If you’re baking a potato whole, no. The skin acts as a protective layer (think of it like a coat), enabling the potato take care of itself.
If you’re chopping a potato and baking it in pieces—most recipes refer to this as roasted versus baked, though both methods take place in the oven—parboiling in advance is a good idea. As our resident Genius Kristen Miglore pointed out when writing about Molly Yeh’s roasted potatoes, the benefits here are twofold: 1) “Boiling in salty water seasons the potatoes all the way through in a way that a cloak of fat and salt on a raw potato can’t.” 2) “Boiling brings some of the potatoes’ starches—or I should say: ‘a dehydrated layer of gelatinized starch’—to the surface, so they get even crispier in the oven.”
1. Heat the oven anywhere from 400°F to 450°F. It goes without saying: The former will take longer, the latter will go quicker. Anything below 400°F will yield a subpar skin texture and anything above 450°F will risk a burnt outside and undercooked center.
2. Rinse and scrub the potato. Spuds come from the dirt—which is to say, they’re dirty. While some potato recipes call for peeling (like these double-garlic mashed), whole potatoes should be baked skin-on. Not only does this naturally insulate the flesh, but it turns into an A+ crust.
3. Prick the potato a few times with a fork or paring knife. Legend has it that if you don’t prick a potato before baking, the steam will have nowhere to escape and the potato will—pow!—explode. We ran an experiment in our test kitchen to confirm this and ended up with zero exploding potatoes (the folks at Cooks’ Illustrated yielded the same results). Even so, we say: If the step takes only two seconds, why risk it?
4a. Bake the potato directly on an oven rack. Think of this as the low-key approach, no special equipment or additional ingredients needed. The potato is done when a knife easily pierces the flesh, with little resistance.
4b. Oil and salt the potato, then bake on a sheet pan. An unoiled potato still turns out crispy skin, but it can’t be salted (because there’s nothing for the salt to stick to). Rubbing the potato with a small amount of neutral-flavor, high-heat oil (such as canola) means you can salt it all over, creating a well-seasoned crust that’s as addictive as the fluffy middle. The potato is done when a knife easily pierces the flesh, with little resistance.
5. Immediately cut the potato open, dress up, and dig in. Use a small, sharp knife to cut a 1-inch or so slit in the top of the potato, then carefully squeeze it from both ends to fluff up the interior. Top with whatever you want (more on that below), then eat hot.

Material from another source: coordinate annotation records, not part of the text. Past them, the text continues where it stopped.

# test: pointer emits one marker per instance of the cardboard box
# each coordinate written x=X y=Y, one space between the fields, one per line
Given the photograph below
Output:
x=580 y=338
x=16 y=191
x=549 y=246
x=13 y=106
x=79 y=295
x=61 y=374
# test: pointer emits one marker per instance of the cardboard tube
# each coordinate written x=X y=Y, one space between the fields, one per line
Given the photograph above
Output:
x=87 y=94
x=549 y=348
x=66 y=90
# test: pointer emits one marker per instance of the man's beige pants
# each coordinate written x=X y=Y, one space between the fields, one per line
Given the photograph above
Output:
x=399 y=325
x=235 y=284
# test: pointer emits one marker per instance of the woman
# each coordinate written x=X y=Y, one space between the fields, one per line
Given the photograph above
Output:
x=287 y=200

Wait, do I need to wrap my baked potato in foil? No. Not only does wrapping a potato in foil before baking provide no noticeable benefits, but it can cause the skin to steam instead of crisp. Save the foil for something else.
Ovens and microwaves yield very different baked potatoes, so don’t expect the same results. Here are the pros and cons to consider:
Oven: Crispy skin, fluffy interior. Takes 40 minutes to an hour. Low risk of exploding.
Microwave: Soft skin, dense interior. Takes less than 10 minutes. Higher risk of exploding.
Takeaway: If you’re a pinch, a microwave can be a quick route toward a filling snack or dinner side. If you have time to spare, use the oven for optimal results.
Method: Rinse and scrub the potato. Poke it all over with a fork or paring knife. Rub with oil and sprinkle with salt, or don’t. Place on a plate and microwave for 5 to 10 minutes, flipping halfway through (use tongs! The potato will be super hot), until knife-tender.